MULHER DE BENGALA MEDE AS MISSES E ENSINA DESFILAR / BENGALA FAZ A MARCAÇÃO

           Miss tem que saber desfilar, para não dar vexame. E vão para as mãos de dona Maria Augusta, que tem uma escola de modelos, e há nove anos acompanha o concurso de Miss Brasil, ensinando andar, parar e rodopiar. Comanda tudo com uma bengala, e umas batidas no chão: - “A marcação da bengala é a marcação internacional. As moças saem daqui sabendo desfilar como nos outros países.”
 

           Na terça-feira depois da chegada, há o primeiro contato entre as mocinhas e Maria Augusta, para as medidas. Ela mesma, ou uma sua auxiliar, tira as medidas – busto, cintura, quadris, coxa, tornozelo, altura e peso – só na presença de senhoras, em lugar onde ninguém mais pode entrar.
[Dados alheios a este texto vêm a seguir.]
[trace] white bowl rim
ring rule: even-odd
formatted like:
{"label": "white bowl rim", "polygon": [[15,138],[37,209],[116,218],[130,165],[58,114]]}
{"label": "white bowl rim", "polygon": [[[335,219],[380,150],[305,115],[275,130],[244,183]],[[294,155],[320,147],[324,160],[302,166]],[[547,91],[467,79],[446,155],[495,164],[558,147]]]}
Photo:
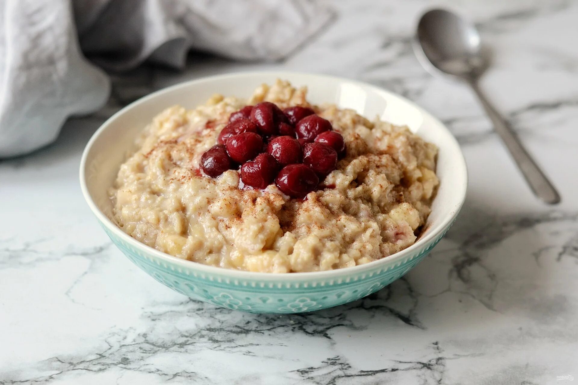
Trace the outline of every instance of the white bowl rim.
{"label": "white bowl rim", "polygon": [[[177,89],[181,87],[187,87],[198,83],[210,82],[217,80],[227,79],[227,78],[233,79],[240,76],[260,75],[264,76],[276,76],[279,79],[291,77],[292,76],[314,76],[318,78],[325,79],[328,80],[332,80],[334,81],[347,82],[350,84],[360,86],[360,87],[370,88],[373,91],[385,93],[391,96],[397,98],[416,108],[421,113],[428,117],[429,118],[435,122],[441,129],[445,130],[447,133],[449,134],[449,140],[451,141],[452,144],[458,151],[460,155],[458,158],[461,162],[460,165],[456,165],[457,167],[455,170],[456,174],[454,175],[455,178],[461,180],[462,182],[462,183],[459,185],[459,187],[461,190],[460,192],[461,193],[459,195],[459,196],[460,197],[460,201],[455,203],[453,207],[449,208],[449,214],[435,227],[430,229],[430,231],[428,234],[424,237],[418,238],[416,242],[409,247],[404,249],[401,251],[395,253],[394,254],[392,254],[387,257],[384,257],[380,259],[372,261],[364,264],[357,265],[351,267],[335,269],[333,270],[279,274],[246,271],[244,270],[236,270],[234,269],[218,267],[210,265],[205,265],[202,263],[194,262],[186,259],[183,259],[171,255],[170,254],[164,253],[145,245],[143,243],[141,243],[134,238],[131,237],[129,235],[121,230],[116,223],[112,222],[112,220],[111,220],[108,216],[105,215],[105,214],[101,211],[100,208],[98,205],[97,205],[96,203],[95,203],[94,201],[92,200],[92,197],[88,192],[88,189],[86,184],[85,169],[87,158],[88,158],[88,153],[90,152],[90,149],[93,144],[95,141],[96,141],[98,137],[106,130],[109,125],[110,125],[113,121],[116,119],[121,115],[124,114],[128,110],[134,108],[135,107],[138,106],[141,103],[144,103],[149,99],[154,98],[157,96],[165,93],[171,92],[173,90]],[[373,270],[375,269],[379,268],[381,266],[381,265],[383,266],[383,267],[389,265],[396,265],[396,262],[398,261],[399,260],[403,259],[405,257],[407,257],[412,254],[414,251],[421,247],[423,245],[427,244],[429,242],[432,241],[440,233],[451,225],[451,222],[454,220],[455,217],[459,213],[462,205],[464,204],[468,186],[468,170],[466,166],[465,159],[464,158],[464,154],[461,151],[461,148],[460,148],[457,140],[454,137],[453,134],[451,134],[451,132],[447,129],[447,127],[446,127],[446,125],[440,121],[439,119],[433,116],[431,114],[425,111],[419,106],[417,105],[413,102],[412,102],[403,96],[398,95],[394,92],[392,92],[384,88],[375,86],[369,83],[366,83],[363,81],[324,74],[292,71],[247,71],[245,72],[235,72],[220,75],[214,75],[212,76],[205,76],[179,83],[176,84],[162,88],[145,96],[140,98],[116,112],[112,116],[107,119],[106,121],[105,121],[105,122],[103,123],[102,125],[95,132],[87,143],[86,146],[84,148],[84,150],[83,151],[82,157],[80,160],[80,188],[82,190],[82,194],[84,197],[84,199],[86,200],[87,203],[88,203],[88,206],[92,211],[92,213],[97,216],[100,222],[104,226],[106,226],[106,228],[114,235],[118,237],[125,242],[128,242],[133,247],[140,249],[143,253],[149,255],[154,256],[154,257],[163,260],[167,263],[176,264],[185,269],[197,270],[199,272],[206,274],[221,276],[227,275],[229,276],[229,277],[231,278],[244,280],[297,281],[336,278],[340,278],[344,275],[350,275],[355,274],[363,273],[369,270]]]}

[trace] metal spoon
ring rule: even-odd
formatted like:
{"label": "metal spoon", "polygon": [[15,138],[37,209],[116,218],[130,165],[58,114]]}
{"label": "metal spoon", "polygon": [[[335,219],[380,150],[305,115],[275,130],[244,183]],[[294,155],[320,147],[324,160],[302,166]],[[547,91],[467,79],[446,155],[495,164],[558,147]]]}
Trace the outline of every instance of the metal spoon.
{"label": "metal spoon", "polygon": [[432,9],[420,20],[414,50],[427,69],[431,63],[472,87],[534,193],[547,203],[560,202],[560,196],[552,184],[480,89],[478,80],[487,68],[489,60],[481,48],[476,28],[454,13]]}

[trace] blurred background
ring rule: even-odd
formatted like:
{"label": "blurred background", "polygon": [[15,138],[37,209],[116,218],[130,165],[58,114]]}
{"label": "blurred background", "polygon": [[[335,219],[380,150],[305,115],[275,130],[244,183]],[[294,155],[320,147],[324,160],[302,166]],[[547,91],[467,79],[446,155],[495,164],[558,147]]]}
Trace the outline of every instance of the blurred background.
{"label": "blurred background", "polygon": [[[560,204],[532,195],[471,91],[416,58],[417,21],[433,6],[476,23],[492,53],[481,87]],[[577,20],[573,0],[0,2],[0,313],[9,315],[0,316],[0,341],[10,346],[0,349],[0,383],[88,383],[74,376],[94,375],[103,377],[91,383],[123,376],[119,383],[244,383],[245,364],[269,371],[246,379],[252,383],[537,384],[576,376]],[[383,87],[457,138],[469,173],[464,207],[403,279],[314,313],[216,310],[151,285],[98,227],[77,175],[84,145],[106,119],[179,82],[261,70]],[[219,370],[227,360],[241,364]]]}

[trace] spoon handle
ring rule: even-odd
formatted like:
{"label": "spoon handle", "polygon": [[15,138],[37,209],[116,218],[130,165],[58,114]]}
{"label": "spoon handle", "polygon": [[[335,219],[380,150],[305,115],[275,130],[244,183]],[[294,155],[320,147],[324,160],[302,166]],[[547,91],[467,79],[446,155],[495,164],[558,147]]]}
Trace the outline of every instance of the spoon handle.
{"label": "spoon handle", "polygon": [[468,83],[476,92],[484,109],[494,124],[494,130],[507,147],[512,158],[524,174],[526,181],[534,192],[534,194],[547,203],[551,204],[558,203],[560,201],[560,196],[556,191],[556,189],[528,154],[520,142],[520,139],[516,133],[499,113],[490,104],[480,89],[477,82],[470,81]]}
Nesse dia, as candidatas fazem seu desfilezinho inicial, para Maria Augusta ver qualidades e defeitos.
          Na quinta-feira, misturados com os coquetéis e visitas, as misses têm um ensaio de manhã, outro à noite. Começam a aprender a andar ao som de bengalas, já no próprio Maracanãzinho. Às vezes não deixam a imprensa assistir aos treinos, porque “as moças estão inibidas”.

Nem todas as moças aprendem a desfilar, como Maria Augusta quer. Na sexta-feira, ensaio geral, quem não aprende desfila errado.
          Na sexta-feira, o ensaio é geral. As mocinhas já aparecem de maiô, como vão desfilar na contenda do dia seguinte. Já há público, imprensa e também as misses internacionais, chamadas pelos senhores organizadores para desfilar no dia do concurso e entreter assim o ávido público, enquanto as senhoritas brasileiras trocam de roupa.

DUAS FORA DO PÁREO

          Na sexta-feira do ensaio geral, já é feito o primeiro concurso. De repente, aparece um cidadão, distribuindo papeizinhos em branco para os fotógrafos:
- “Olha, é para escolher a Miss Fotogenia.”
- “Já ou depois do ensaio?”
- “Já.”
- “Mas como, se eu não sei como elas vão sair nas fotos?”
- “Ah, que é isso? Coloca qualquer nome aí, rapaz.”
          Aí, um deles diz que fulana é fotogênica, os outros acreditam e ela acaba ganhando. Alguns fotógrafos atrapalham um pouquinho a democrática votação:
- “Olha companheiro, eu não si bem em quem votar. Você põe aí o nome que achar melhor. Eu concordo.”
          A Miss Simpatia é eleita na mesma base, com votação um pouco mais ampla. E as duas recebem a faixa durante o ensaio e vão embora, levando a certeza de que não estão ente as favoritas. Maria Augusta, de muita experiência, diz que é assim. Quando as moças recebem um título antes, já estão fora do páreo.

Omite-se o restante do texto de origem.